Wai Ching Angela Wong is currently the Vice President for Programs of United Board for Christian Higher Education in Asia. She received her Ph.D. in Religious Studies from the University of Chicago Divinity School and served for many years at the Chinese University of Hong Kong as a faculty of Department of Cultural Studies Religious Studies. During her tenure, she served as Vice-Chair of the Department, headed the Graduate Divisions of Cultural Studies and Gender Studies and many academic programs. She was also the Co-Director of Gender Research Centre of Hong Kong Institute of Asia-Pacific Studies, and is on honorary capacity as advisor to Gender Research Centre and Associate Professor of the Divinity School of Chung Chi College. Her research interests include feminist theories, religion, body and sexuality, religion and nationalism, feminist hermeneutics and religious classics, and postcolonialism and Hong Kong Christianity. Her areas of teaching cover French Feminisms; Basic Issues in Intercultural Studies; Colonialism, Imperialism and Culture; Religious Fundamentalism and Asian Cultures; Myth, Fantasy and Culture; Religion and Gender Studies, etc.

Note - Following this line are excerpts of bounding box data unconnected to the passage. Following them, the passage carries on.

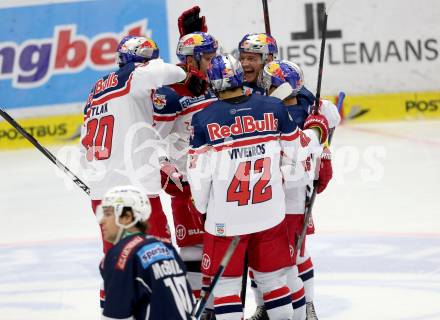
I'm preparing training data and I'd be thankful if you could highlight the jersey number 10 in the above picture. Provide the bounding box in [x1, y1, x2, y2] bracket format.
[226, 157, 272, 206]
[81, 115, 115, 161]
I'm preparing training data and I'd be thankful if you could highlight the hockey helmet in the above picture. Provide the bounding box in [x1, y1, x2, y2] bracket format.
[116, 36, 159, 67]
[176, 32, 218, 63]
[238, 33, 278, 62]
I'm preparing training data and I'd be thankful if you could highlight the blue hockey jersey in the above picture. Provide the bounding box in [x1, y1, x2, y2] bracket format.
[188, 94, 317, 236]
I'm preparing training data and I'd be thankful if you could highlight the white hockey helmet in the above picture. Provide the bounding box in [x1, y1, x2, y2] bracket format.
[97, 186, 151, 229]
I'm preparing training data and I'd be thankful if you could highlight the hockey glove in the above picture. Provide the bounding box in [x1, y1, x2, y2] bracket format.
[177, 6, 208, 37]
[304, 114, 328, 144]
[185, 65, 208, 97]
[317, 147, 333, 193]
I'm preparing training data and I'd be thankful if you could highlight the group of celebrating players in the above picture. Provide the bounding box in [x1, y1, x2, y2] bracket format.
[81, 7, 340, 320]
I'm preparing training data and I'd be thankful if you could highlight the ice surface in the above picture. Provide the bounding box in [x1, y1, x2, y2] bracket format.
[0, 121, 440, 320]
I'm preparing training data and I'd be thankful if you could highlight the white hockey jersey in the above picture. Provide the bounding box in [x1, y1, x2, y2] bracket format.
[153, 83, 217, 181]
[188, 95, 317, 236]
[81, 59, 186, 199]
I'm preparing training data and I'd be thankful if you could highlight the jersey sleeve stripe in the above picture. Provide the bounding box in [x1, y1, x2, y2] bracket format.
[92, 74, 133, 107]
[153, 114, 177, 122]
[280, 129, 300, 141]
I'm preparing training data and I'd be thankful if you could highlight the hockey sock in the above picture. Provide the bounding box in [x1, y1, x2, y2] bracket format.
[249, 270, 264, 307]
[184, 261, 202, 299]
[297, 251, 314, 302]
[214, 295, 243, 320]
[263, 286, 293, 319]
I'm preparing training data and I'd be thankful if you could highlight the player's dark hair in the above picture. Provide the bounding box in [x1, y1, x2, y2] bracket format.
[121, 207, 148, 234]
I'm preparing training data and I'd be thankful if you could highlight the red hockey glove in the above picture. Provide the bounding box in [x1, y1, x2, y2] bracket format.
[160, 160, 183, 196]
[177, 6, 208, 37]
[304, 114, 328, 144]
[317, 147, 333, 193]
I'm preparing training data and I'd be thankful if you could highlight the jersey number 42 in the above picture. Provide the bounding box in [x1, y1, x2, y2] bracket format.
[81, 115, 115, 161]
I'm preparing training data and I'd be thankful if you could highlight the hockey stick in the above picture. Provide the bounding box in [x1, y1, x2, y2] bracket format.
[0, 107, 90, 196]
[328, 91, 345, 145]
[262, 0, 271, 35]
[296, 92, 345, 252]
[312, 7, 328, 114]
[191, 236, 240, 320]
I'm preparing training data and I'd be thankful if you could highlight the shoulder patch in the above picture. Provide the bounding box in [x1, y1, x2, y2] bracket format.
[115, 236, 145, 270]
[137, 242, 175, 269]
[152, 92, 167, 110]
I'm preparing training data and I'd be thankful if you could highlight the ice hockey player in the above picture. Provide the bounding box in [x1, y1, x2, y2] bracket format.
[154, 8, 218, 312]
[97, 186, 195, 320]
[80, 36, 186, 252]
[238, 33, 315, 109]
[259, 60, 340, 319]
[188, 55, 328, 320]
[238, 33, 315, 320]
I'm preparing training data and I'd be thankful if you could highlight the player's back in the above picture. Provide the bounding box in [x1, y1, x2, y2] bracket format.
[101, 235, 194, 320]
[81, 59, 183, 199]
[190, 94, 296, 236]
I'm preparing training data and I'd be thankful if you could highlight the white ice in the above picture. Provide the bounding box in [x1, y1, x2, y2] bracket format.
[0, 121, 440, 320]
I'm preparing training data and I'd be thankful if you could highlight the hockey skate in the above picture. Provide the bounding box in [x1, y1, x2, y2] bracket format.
[247, 306, 269, 320]
[306, 301, 318, 320]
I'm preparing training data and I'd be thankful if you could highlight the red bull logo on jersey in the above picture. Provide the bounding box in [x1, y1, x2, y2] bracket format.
[207, 113, 278, 141]
[0, 19, 148, 90]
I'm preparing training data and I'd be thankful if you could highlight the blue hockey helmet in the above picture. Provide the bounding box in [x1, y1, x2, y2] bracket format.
[238, 33, 278, 62]
[176, 32, 218, 63]
[258, 60, 304, 96]
[117, 36, 159, 67]
[208, 54, 244, 92]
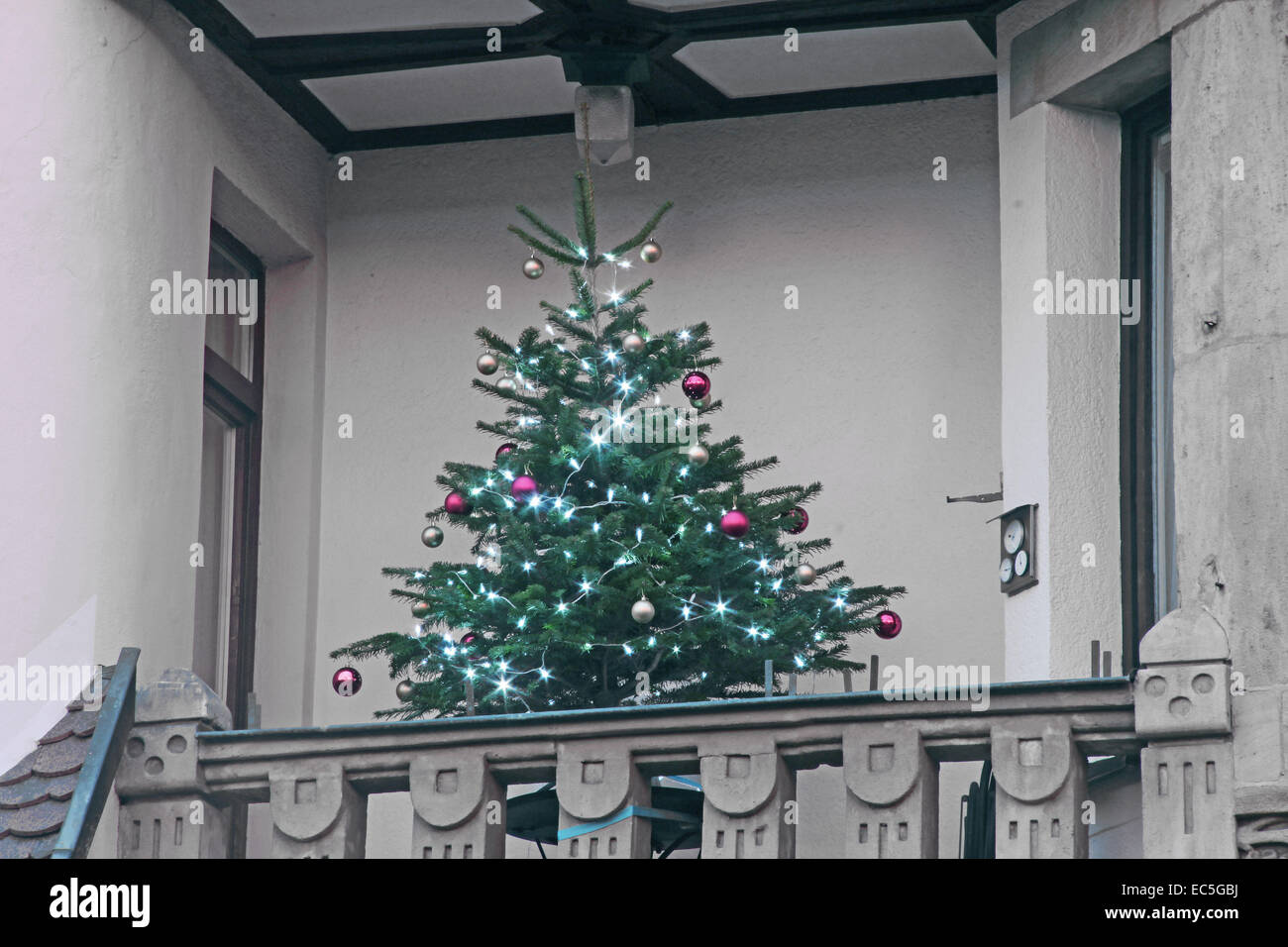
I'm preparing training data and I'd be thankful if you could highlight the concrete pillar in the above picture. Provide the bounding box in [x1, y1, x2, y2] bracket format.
[116, 669, 232, 858]
[1134, 605, 1235, 858]
[268, 760, 368, 858]
[409, 750, 505, 858]
[698, 736, 796, 858]
[841, 724, 939, 858]
[1171, 0, 1288, 854]
[993, 720, 1087, 858]
[555, 741, 653, 858]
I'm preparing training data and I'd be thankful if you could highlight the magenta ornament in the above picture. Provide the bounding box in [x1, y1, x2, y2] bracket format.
[680, 371, 711, 401]
[720, 510, 751, 540]
[510, 474, 541, 502]
[877, 608, 903, 640]
[331, 668, 362, 697]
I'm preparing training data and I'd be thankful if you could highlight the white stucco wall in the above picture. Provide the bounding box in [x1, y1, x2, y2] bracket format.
[997, 0, 1122, 681]
[322, 97, 1002, 854]
[0, 0, 326, 854]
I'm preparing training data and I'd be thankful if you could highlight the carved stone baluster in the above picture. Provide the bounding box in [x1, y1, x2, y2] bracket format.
[116, 669, 232, 858]
[992, 720, 1087, 858]
[698, 737, 796, 858]
[841, 723, 939, 858]
[409, 750, 505, 858]
[268, 760, 368, 858]
[555, 741, 653, 858]
[1134, 605, 1236, 858]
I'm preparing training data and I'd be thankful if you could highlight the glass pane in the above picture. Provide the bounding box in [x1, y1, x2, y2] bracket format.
[1150, 130, 1180, 617]
[192, 407, 237, 699]
[206, 243, 261, 381]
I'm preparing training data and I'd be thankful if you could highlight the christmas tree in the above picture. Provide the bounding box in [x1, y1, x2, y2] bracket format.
[331, 168, 903, 717]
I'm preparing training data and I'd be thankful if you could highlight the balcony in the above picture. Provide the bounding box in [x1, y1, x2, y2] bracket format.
[55, 608, 1257, 858]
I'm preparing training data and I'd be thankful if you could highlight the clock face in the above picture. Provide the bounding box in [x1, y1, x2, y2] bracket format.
[1002, 519, 1024, 556]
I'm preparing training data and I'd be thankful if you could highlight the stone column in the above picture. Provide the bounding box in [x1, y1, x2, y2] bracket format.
[992, 719, 1087, 858]
[841, 723, 939, 858]
[1134, 605, 1235, 858]
[1171, 0, 1288, 853]
[268, 760, 368, 858]
[409, 750, 505, 858]
[555, 741, 653, 858]
[698, 736, 798, 858]
[116, 669, 232, 858]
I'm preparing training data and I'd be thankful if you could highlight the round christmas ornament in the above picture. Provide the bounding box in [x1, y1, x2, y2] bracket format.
[876, 608, 903, 640]
[680, 369, 711, 401]
[783, 506, 808, 536]
[510, 474, 541, 501]
[443, 489, 471, 517]
[720, 510, 751, 540]
[631, 598, 657, 625]
[331, 668, 362, 697]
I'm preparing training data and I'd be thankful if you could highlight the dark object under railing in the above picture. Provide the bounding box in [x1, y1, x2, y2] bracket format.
[49, 648, 139, 858]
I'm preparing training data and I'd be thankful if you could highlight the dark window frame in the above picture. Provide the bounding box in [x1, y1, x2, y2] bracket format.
[202, 222, 266, 729]
[1118, 86, 1172, 674]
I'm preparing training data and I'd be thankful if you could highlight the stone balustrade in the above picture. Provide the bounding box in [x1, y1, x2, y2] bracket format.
[116, 609, 1236, 858]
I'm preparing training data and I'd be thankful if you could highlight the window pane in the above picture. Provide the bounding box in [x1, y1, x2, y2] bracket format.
[206, 243, 259, 381]
[192, 407, 236, 699]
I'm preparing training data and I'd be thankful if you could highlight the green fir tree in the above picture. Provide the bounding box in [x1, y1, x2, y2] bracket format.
[331, 174, 903, 717]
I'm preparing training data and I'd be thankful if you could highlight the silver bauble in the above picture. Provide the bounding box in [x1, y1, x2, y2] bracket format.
[631, 598, 657, 625]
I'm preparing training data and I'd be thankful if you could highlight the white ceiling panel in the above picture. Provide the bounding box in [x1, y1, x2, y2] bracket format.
[304, 55, 577, 132]
[223, 0, 541, 38]
[675, 20, 997, 98]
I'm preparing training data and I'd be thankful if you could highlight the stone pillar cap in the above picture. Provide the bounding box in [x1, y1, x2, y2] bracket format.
[134, 668, 233, 730]
[1140, 605, 1231, 665]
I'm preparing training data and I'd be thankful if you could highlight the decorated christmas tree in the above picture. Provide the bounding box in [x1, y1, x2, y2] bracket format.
[332, 168, 903, 717]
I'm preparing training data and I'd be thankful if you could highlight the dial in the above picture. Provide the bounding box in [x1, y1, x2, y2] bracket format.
[1002, 519, 1024, 556]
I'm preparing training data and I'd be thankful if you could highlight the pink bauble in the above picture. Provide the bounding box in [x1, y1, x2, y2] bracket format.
[510, 474, 541, 500]
[720, 510, 751, 540]
[877, 608, 903, 640]
[680, 371, 711, 401]
[783, 506, 808, 536]
[331, 668, 362, 697]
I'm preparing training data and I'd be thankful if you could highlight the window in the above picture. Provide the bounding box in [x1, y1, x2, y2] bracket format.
[1120, 89, 1179, 673]
[192, 224, 265, 728]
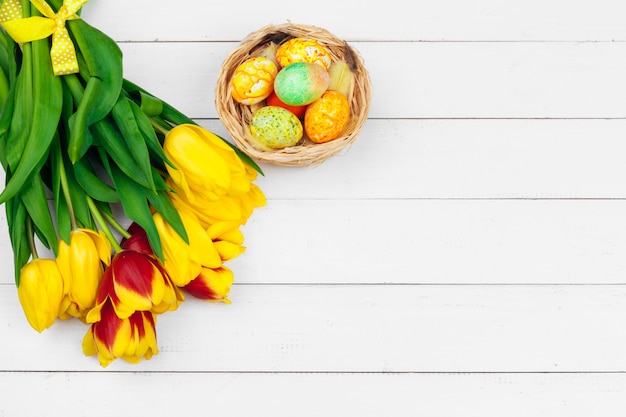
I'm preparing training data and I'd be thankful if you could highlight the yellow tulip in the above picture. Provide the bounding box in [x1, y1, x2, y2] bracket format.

She had been awarded with three UGC General Research Fund for her projects on “Hong Kong Christianity and Chinese Women—An Oral History,” “Women Negotiating Cultures: Family Values, Religion and Chinese Patriarchy,” and "Negotiating Culture: A Study of the Chinese Muslim Women in Hong Kong." With her colleagues, she completed a Report on Study on Legislation against Discrimination on the Grounds of Sexual Orientation, Gender Identity and Intersex Status (2016), commissioned by the Equal Opportunities Commission of Hong Kong. Some of her publications include The Poor Woman: A Critical Analysis of Asian Theology and Contemporary Chinese Fiction by Women (Peter Lang, 2002); Chinese Women and Hong Kong Christianity: An Oral History (Oxford, 2010); Our Stories Our Bodies: Narrating Female Sexuality in Hong Kong,” Mainstreaming Gender in Hong Kong Society (CU Press, 2009); Negotiating Gender Identity: Postcolonialism and Hong Kong Christian Women,” in Gender and Society in Hong Kong (UBC Press, 2003) and lately, "Between Two Patriarchies: Chinese Christian Women in Postcolonial Hong Kong," in Gendering Chinese Religion (SUNY, 2014). Three recent co-edited books include: Gender and Family in Asia (Routledge, 2014), The Blackwell Wiley Encyclopedia of Gender and Sexuality (Wiley, 2015) and Christian Women in Chinese Society: The Anglican Story (2018).